Пусть они прогорят. Пусть станут угольками, неспособными осветить мою потерю. Покровом черноты, который всегда будет хранить это кладбище, – любезность, которую я хотела бы получить от Рордина, но увы.

Жить в его лжи, а не в ужасном подвешенном состоянии.

Кое-как вываливаюсь на свет общего коридора, захлопываю дверь, отшатываюсь подальше. Врезаюсь спиной в стену, сползаю на пол, выронив факел, прижимаю колени к груди, чтобы унять дрожь и отчаянное сердцебиение.

Факелы погаснут, и тот коридор больше не будет моим…

Возможно, эта мысль должна снять груз с моих плеч.

Но нет.

Глава 44Орлейт

Морозный воздух холодит легкие, приносит сладкий запах надвигающегося дождя. Не того, что хлещет струями по волнам, а того, что напитывает почву много-много дней и всегда оставляет меня опустошенной.

Приблизившись к Черте безопасности, я удобно устраиваюсь под большим древним деревом. Прислоняюсь к широкому стволу под усыпанными орехами ветвями и перебираю опавшие желуди, ожидая, пока Шэй наберется храбрости выползти из глубокой тени от большого замшелого валуна.

Иногда его приходится уговаривать, особенно в это время суток.

Но я терпеливо жду, занимая руки желудями. Снимаю с них шапочку и счищаю жесткую оболочку, добираясь до светло-кремовой сердцевины. Измельченное семя дуба – один из тридцати четырех ингредиентов, необходимых для изготовления экзотрила, а также основа для моего клея.

Идеальный предлог.

Я успеваю начистить приличную кучку, прежде чем Шэй сдвигается с места, словно покрытый сажей лист, что трепещет на шаловливом ветру. Сегодня Шэй нервный, сам не свой, он резко перескакивает между тенями.

Тонкие волоски у меня на загривке поднимаются дыбом.

В лесу царит мертвая тишина. Даже птицы растеряли все желание петь… беззвучную пустоту нарушает лишь мое неровное дыхание.

Что-то не так.

Шэй перемещается в ту же тень, где сижу я, и мое сердце пропускает удар, когда он зависает, наблюдая за мной, склонив голову набок.

Он словно прощупывает меня.

Никакого напора – просто ощущение прикосновения прохладных, бесплотных пальцев к щекам.

– Шэй?.. Ты в порядке?

Касание его сущности такое… личное. Словно он осматривает меня с особой тщательностью, но не руками, чтобы не высосать из моего тела все жидкости.

Ощущение уходит со щеки, спускается на левое плечо, ползет вниз по руке.

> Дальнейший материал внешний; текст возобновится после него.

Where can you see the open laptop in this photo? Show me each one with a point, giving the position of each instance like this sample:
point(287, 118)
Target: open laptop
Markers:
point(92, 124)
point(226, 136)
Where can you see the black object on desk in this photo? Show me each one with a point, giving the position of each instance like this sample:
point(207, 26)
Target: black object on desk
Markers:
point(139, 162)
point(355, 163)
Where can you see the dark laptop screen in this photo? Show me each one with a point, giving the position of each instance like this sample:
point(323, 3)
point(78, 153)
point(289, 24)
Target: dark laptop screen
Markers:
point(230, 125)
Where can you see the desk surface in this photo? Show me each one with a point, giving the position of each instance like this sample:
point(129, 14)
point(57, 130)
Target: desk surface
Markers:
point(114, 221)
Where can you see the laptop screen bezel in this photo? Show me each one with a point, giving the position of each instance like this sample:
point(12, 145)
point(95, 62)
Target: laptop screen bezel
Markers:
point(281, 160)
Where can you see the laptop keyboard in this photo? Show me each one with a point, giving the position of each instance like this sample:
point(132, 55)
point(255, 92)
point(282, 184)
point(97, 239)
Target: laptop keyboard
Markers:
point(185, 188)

Внутри меня образуется каменная тяжесть, когда призрачное прикосновение останавливается на запястье, где под манжетой рубашки прячется купла.

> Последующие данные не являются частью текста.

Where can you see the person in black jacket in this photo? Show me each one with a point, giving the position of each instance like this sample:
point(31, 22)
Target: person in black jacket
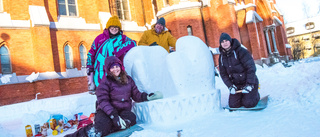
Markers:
point(237, 70)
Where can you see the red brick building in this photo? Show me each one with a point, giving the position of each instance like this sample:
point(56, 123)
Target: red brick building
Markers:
point(52, 37)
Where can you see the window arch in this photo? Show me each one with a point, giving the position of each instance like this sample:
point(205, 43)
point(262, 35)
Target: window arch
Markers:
point(290, 30)
point(83, 55)
point(68, 56)
point(310, 25)
point(189, 29)
point(5, 60)
point(120, 8)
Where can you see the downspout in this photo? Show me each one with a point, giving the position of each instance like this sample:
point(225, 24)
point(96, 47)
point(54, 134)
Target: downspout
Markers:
point(203, 23)
point(144, 15)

Шэй издает тихий щелкающий звук, от которого у меня цепенеет спина, и ощущение исчезает. Я вижу, как трепещут его дымчатые ленты – в гипнотическом и близко не спокойном танце.

Шэй знает, что я его покидаю.

Осознание бьет как ботинком в грудь.

Я встаю на колени и подаюсь ближе.

– Шэй…

Тени, скрывающие его, отступают, обнажают крахмальное лицо и маленькие глазки-бусинки.

Я медлю.

Их взгляд пронзает меня. Царапает. Впивается.

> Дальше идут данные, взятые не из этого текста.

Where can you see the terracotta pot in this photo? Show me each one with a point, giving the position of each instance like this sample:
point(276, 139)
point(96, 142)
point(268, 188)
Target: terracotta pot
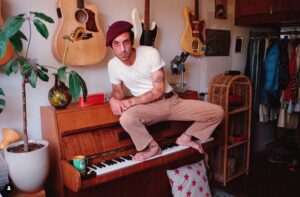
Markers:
point(28, 170)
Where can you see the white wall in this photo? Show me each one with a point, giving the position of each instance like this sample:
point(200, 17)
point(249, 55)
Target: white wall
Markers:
point(169, 16)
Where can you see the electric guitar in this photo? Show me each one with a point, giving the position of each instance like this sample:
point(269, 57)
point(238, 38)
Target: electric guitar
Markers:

Молочно-белые губы Шэя раздвигаются, обнажая пасть. И он снова издает щелкающий звук, отдающийся во мне легкими вспышками, от которых рассыпаются позвонки.

Он злится.

Вина ледяной глыбой давит на живот, грозится расстроить все мои благие намерения…

– Прости, – шепчу я, но он издает резкое шипение, взрезая мне сердце. – Шэй, ты не понимаешь. Я должна у…

Он вжимается в Черту, заставляя меня отскочить, шлепнуться на задницу.

– НЕТ!

Слово вырывается у него так, словно его вытолкнуло горло, которое вовсе не предназначено для речи.

Молча разинув рот и распахнув глаза так широко, как они в жизни не распахивались, я смотрю на своего друга, и в горле встает ком.

Темный взгляд смягчается, раздается высокий писк, и Шэй отступает… съеживается, переставая нависать. Его лицо вновь исчезает за дымчатой вуалью, и я чувствую привкус стыда в воздухе между нами.

– Шэй, все хорошо, – успокаиваю я его, медленно поднимаясь с земли. – Я все понима…

Он взвизгивает и бросается прочь сквозь деревья.

Резко обернувшись, вижу Бейза. Он мчится сюда, и в его глазах такая буря, что я впадаю в панику, швыряю мышь в сторону, куда удрал Шэй, запихиваю желуди в банку и сметаю ошметки скорлупы под листья. А потом забрасываю сумку на плечо и выхожу из-под ветвей, глядя под ноги и бормоча под нос длинную череду ругательств.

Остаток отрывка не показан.